Éminent chercheur des idées et expert des mouvements de droite radicaux, Stéphane François, l’écrivain de plusieurs ouvrages, dont L’Ecologie politique. Une vision du monde réactionnaire ? (Cerf, 2012) et Les Vert-bruns. L’écologie de l’extrême droite française (Le Bord de l’eau, 2022), se plonge dans le décryptage de l’idéologie derrière les initiatives écologiques du Rassemblement national (RN).
Lorsqu’il s’agit de problèmes environnementaux, le RN est surtout connu pour son rejet de « l’écologie punitive » que Bruxelles serait en train d’imposer. Pourquoi est-ce que ce sujet, d’une telle importance, est si peu abordé en discours ?
Alors qu’une certaine partie de la population française se concentre sur cette question, d’autres la jugent moins importante que le pouvoir d’achat. Pour un nombre significatif d’électeurs, la difficulté de la vie quotidienne commence à se faire sentir à partir du 10 de chaque mois. Les préoccupations climatiques deviennent alors secondaires, voire tertiaires. Par populisme, et également par désintérêt pour cet enjeu, le RN a choisi de s’aligner sur ces électeurs.
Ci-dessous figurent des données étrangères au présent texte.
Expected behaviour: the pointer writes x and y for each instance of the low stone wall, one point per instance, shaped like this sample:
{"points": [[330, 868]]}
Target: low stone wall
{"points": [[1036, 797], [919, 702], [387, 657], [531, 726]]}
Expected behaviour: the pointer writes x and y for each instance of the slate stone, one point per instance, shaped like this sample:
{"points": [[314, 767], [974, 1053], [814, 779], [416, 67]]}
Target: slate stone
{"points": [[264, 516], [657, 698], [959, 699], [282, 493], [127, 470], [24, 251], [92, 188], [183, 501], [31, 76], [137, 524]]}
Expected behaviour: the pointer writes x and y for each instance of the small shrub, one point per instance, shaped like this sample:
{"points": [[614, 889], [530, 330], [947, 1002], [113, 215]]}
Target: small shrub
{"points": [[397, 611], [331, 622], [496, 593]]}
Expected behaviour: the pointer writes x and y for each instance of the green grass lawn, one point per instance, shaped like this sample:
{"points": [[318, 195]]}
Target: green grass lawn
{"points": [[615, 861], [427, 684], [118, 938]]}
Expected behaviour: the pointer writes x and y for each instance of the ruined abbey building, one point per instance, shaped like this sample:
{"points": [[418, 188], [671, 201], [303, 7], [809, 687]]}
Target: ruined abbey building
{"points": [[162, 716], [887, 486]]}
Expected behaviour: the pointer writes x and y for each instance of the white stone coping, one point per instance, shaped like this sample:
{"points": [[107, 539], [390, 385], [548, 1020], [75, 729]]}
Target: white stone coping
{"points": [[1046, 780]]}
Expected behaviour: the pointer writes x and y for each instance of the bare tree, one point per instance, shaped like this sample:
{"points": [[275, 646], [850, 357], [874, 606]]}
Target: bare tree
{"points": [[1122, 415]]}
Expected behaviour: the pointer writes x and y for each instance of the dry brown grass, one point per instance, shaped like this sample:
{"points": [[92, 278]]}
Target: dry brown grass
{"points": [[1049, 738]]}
Il faut préciser que ce parti politique n’a jamais mis en avant des initiatives écologiques. Jusqu’en 2017, l’écologie était absente des programmes présidentiels. Elle n’a commencé à apparaitre qu’en 2022, bien que timidement. Le programme de 2022 mettait davantage l’accent sur le nationalisme et la souveraineté que sur l’environnement – même la section qui y était dédiée, comme l’on peut le constater dans la brochure intitulée M l’écologie, où le programme du RN est détaillé. De ce fait, ses propositions sont sous-développées. Le slogan de son programme actuel est « Pour l’écologie de la joie de vivre des Français en France ». Mais comment l’écologie contribue-t-elle à la joie d’être français ? Il semble y avoir une confusion entre le mouvement écolo militant et la simple conservation du patrimoine naturel.
Le Rassemblement National propose l’idée d’une « écologie positive », en opposition à une éventuelle « écologie punitive », qui serait restrictive et notamment au Green Deal, qualifié de « forcé » par l’Union européenne. Jordan Bardella a particulièrement attaqué cette idée lors des dernières élections européennes, la considérant comme contreproductive. Cependant, cette « écologie positive » n’a jamais été clairement définie.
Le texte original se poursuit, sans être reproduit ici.